I'm not sure when it was the last time I saw my cousin Mitzi, but this last week when she came into town to visit, her eyes popped when she saw me.
"Oh my gawd, have you lost weight?"
"Yeah, seven pounds," I said proudly.
"No, you've lost more than that."
"Nope. Just seven pounds in the last few months."
"Well then you've definitely lost inches. You look like you've lost a lot of weight."
Do I? I didn't think I did.
I look at pictures of myself from last year, and sure I can see a bit in my face at certain angles, and I can certainly feel a little different. But to have changed so much to make that big of a difference to someone who hasn't seen me in a while (yet still sees my pictures on Facebook and such), it threw me for a loop.
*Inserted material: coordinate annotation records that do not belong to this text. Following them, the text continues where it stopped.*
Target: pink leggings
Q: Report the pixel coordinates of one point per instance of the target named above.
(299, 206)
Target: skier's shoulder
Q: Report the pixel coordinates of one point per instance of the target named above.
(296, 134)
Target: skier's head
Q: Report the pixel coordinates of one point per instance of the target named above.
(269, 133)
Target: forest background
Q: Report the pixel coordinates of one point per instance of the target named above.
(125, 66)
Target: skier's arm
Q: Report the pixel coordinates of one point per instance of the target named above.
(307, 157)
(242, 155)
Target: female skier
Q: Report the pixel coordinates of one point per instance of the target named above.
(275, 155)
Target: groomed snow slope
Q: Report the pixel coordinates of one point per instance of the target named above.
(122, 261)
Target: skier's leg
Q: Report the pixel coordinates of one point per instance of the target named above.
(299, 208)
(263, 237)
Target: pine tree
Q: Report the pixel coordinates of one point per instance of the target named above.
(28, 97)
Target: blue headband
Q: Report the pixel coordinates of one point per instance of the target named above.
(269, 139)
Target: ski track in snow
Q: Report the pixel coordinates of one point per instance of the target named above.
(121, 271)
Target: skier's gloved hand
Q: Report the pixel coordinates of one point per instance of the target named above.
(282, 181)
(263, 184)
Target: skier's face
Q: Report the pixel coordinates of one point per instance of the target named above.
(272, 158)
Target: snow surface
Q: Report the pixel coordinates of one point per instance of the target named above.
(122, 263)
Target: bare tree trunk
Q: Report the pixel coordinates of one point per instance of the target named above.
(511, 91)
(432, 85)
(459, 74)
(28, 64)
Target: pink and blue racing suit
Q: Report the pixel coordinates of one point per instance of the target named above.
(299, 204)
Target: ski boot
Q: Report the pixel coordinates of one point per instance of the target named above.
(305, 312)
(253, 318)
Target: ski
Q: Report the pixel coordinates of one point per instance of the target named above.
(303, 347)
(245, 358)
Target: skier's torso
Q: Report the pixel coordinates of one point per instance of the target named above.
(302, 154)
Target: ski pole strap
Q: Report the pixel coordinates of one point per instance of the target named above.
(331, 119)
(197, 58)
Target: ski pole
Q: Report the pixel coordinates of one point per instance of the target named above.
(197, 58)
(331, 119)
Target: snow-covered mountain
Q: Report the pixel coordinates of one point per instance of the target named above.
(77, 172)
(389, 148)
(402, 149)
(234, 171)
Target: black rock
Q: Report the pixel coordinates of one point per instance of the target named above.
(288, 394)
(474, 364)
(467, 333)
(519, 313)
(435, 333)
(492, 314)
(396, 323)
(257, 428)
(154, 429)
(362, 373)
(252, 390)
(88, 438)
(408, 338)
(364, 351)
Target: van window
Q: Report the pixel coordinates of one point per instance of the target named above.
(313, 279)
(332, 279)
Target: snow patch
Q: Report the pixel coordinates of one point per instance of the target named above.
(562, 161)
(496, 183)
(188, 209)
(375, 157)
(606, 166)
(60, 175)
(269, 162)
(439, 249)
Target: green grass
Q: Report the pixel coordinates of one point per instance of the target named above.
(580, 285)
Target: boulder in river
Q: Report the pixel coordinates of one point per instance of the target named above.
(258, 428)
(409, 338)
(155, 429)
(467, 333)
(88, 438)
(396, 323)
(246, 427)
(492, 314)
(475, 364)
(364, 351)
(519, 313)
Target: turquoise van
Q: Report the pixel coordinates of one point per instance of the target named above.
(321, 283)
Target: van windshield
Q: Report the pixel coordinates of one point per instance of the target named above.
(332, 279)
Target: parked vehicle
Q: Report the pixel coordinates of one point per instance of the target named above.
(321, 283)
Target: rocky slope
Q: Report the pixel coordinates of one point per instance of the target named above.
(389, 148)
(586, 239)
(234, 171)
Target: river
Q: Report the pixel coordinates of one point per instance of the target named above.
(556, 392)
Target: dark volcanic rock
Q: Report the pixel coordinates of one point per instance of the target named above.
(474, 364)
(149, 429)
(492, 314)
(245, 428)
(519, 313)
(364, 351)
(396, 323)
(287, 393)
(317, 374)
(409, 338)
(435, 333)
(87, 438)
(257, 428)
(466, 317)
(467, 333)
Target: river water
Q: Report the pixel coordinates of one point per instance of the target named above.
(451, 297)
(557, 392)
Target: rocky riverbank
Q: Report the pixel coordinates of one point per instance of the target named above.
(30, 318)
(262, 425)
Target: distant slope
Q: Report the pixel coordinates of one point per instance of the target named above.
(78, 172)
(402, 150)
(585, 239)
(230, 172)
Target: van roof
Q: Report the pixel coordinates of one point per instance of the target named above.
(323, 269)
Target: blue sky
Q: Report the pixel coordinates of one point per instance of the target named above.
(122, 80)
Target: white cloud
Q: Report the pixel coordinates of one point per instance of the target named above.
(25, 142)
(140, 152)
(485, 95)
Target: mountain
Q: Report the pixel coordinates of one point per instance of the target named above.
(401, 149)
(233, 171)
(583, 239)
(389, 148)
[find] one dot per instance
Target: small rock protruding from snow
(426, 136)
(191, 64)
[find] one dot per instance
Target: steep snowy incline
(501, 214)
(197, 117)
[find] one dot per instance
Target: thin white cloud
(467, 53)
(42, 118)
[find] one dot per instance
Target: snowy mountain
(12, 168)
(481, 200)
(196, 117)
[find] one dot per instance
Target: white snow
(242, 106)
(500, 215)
So I looked at myself in the mirror from different angles. Trying to see what she might have seen, and there, the smallest of differences - I saw it. I've seen it before too. Watching Biggest Loser (though theirs is much more dramatic) I've seen it when a fully bloated stomach slowly starts deflating. Just the tiniest of difference. Instead of smooth skin being stretched over a large mass, I can see a subtle dimpling in my skin. The texture is changing. It's not being pulled and stretched and pushed to the max. It's relaxing.
And I can see it.
Sure it's probably not the drastic change that my cousin saw in me, but it's enough for now. One pound at a time. One centimeter at a time. One small detail at a time.